Tidak lama setelah itu, sesosok perempuan berpakaian jas putih, yang ia tebak adalah dokternya datang. Bergerak memeriksannya dengan melontarkan beberapa prosedur dan pertanyaan ringan. Dan pria berambut merah itu, ada berada agak jauh di belakang, memperhatikan sangat fokus intruksi dokter.
Dokter perempuan itu menarik napas singkat sebelum menjelaskan, “Kondisi pasien saat ini bisa dibilang bagus, tapi untuk saat ini, pasien masih harus menjalani rawat inap agar kami bisa mengawasi fungsi hati, ginjal, dan kestabilan kesadarannya. Setelah benar-benar pulih, kami akan menyarankan perawatan lanjutan agar hal seperti ini tidak terulang lagi.” Kata-kata itu terasa berat, tapi Leo hanya bisa terdiam, menatap selang infus yang menusuk lengannya, menyadari betapa tipis jarak antara hidup dan mati yang baru saja ia lewati.
Setelah melemparkan beberapa penjelasan pada pria berambut merah—tentang kondisi Leo, obat-obatan, dan instruksi singkat untuk berjaga—sang dokter akhirnya melangkah pergi, meninggalkan ketukan sepatu yang perlahan memudar di koridor. Pintu kamar tertutup kembali, menyisakan hanya dengung mesin medis yang terhubung ke tubuh Leo.
Kini, hanya ada dua orang di ruangan itu: Leo yang terbaring lemah di kasur pasien, dan pria berambut merah yang berdiri tak jauh dari sisi ranjang. Tatapannya tetap fokus, kali ini bukan lagi pada instruksi dokter, melainkan pada sosok Leo yang baru saja kembali dari ambang kematian.
“Kalau aku tidak keras kepala meminta penjaga untuk membukakan pintumu, kau mungkin saja sudah mati, tahu?” suara Vincent terdengar meninggi, tapi bergetar di ujungnya.
Leo diam. Bukan karena tak mau menjawab, melainkan tubuhnya terlalu lemah untuk sekadar membuka mulut.
“Sebenarnya berapa banyak kau minum? Kamarmu sudah seperti tempat pembuangan akhir,” lanjut Vincent, nada bicaranya antara protes dan cemas. “Banyak kaleng bir berserakan... dan bodohnya aku malah menawarkan diri jadi teman minum.” Kata-kata itu terlepas begitu saja, spontan, seperti luapan emosi yang sudah lama ditahan.

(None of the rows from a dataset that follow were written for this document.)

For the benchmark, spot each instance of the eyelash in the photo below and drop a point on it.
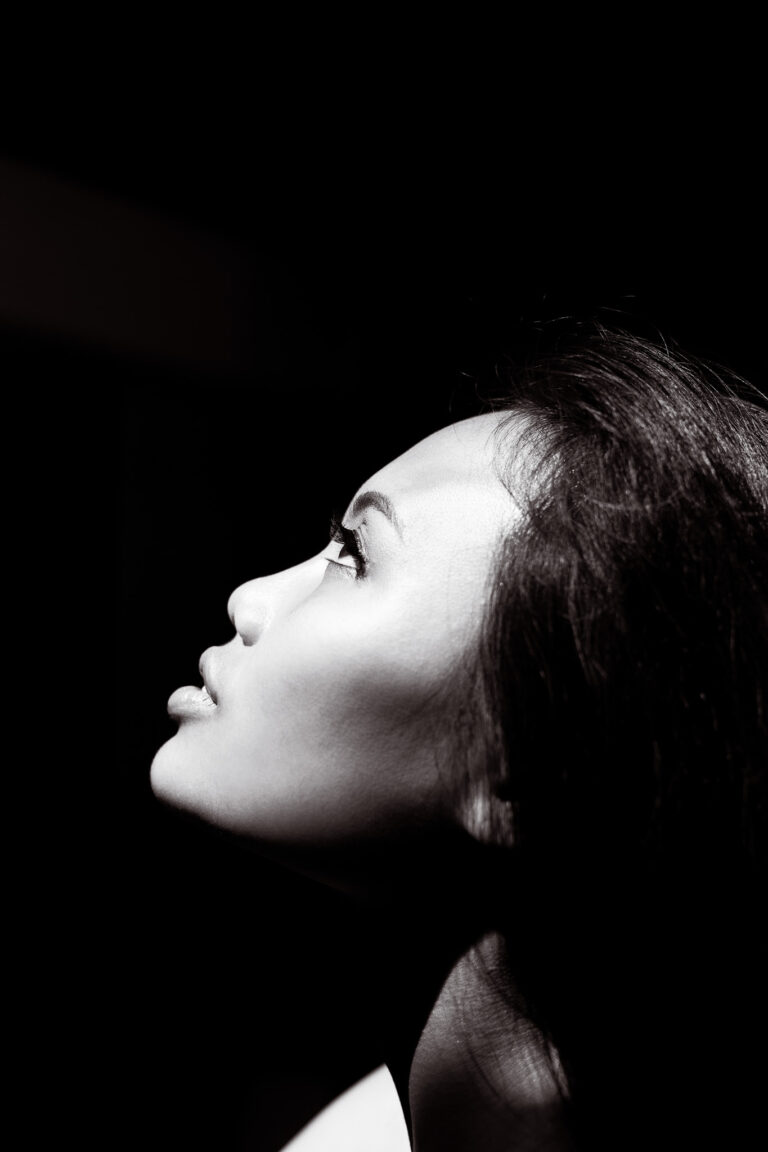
(351, 542)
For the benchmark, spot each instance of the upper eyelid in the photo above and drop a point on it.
(350, 537)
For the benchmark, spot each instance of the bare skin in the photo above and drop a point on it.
(319, 741)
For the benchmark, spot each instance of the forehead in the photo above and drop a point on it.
(463, 453)
(453, 475)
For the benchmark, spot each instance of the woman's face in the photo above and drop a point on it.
(322, 732)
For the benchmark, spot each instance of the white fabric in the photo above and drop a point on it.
(366, 1118)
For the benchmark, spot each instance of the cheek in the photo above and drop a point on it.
(332, 733)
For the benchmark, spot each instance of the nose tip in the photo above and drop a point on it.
(253, 605)
(246, 611)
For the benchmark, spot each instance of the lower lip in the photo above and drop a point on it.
(190, 704)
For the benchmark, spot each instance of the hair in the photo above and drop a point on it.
(622, 677)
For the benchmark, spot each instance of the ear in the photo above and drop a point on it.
(488, 813)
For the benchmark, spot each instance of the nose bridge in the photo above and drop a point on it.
(253, 605)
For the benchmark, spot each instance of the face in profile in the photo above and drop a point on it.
(319, 725)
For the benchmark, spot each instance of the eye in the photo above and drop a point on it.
(351, 548)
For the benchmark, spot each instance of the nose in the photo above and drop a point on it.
(255, 605)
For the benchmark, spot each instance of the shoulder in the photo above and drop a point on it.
(366, 1118)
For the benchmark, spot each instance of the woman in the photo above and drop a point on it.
(516, 707)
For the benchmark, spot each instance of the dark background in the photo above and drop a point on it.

Mata hitam Vincent menatap lurus ke arah Leo. Ia menarik kursi dan duduk di sisi ranjang, lalu dengan ringan menyentil kening pria itu. “Kita baru bertemu dua kali, tapi kau selalu berhasil mengejutkanku dengan berbagai cara. Untuk yang ketiga kalinya nanti, apa yang akan kutemui, hah? Kematianmu?” ucapnya, suara yang semula bercanda berubah jadi getir.
Ia terdiam sejenak, menyadari kalimatnya terlalu jauh. “Maaf…” bisiknya cepat. “Untuk sekarang, istirahatlah. Biaya rumah sakit biar aku yang urus. Pastikan kau menggantinya setelah kau benar-benar sehat, ya.”
Meski terdengar seperti bicara sendiri, Vincent tidak peduli. Leo pun tampak tak keberatan. Anehnya, justru ada rasa tenang dan lega yang menyelinap dalam dirinya—rasa yang sudah lama tidak ia kenal. Entahlah, mungkin karena sudah lama tidak ada yang mengomelinya seperti ini. Bahkan Anna pun tidak pernah.
Mungkin karena rasa tenang itu, ketika Vincent hendak bangkit dan melangkah pergi, tangan Leo tiba-tiba terulur. Gerakannya lemah, nyaris goyah, namun cukup kuat untuk mencengkeram ujung lengan baju pria itu.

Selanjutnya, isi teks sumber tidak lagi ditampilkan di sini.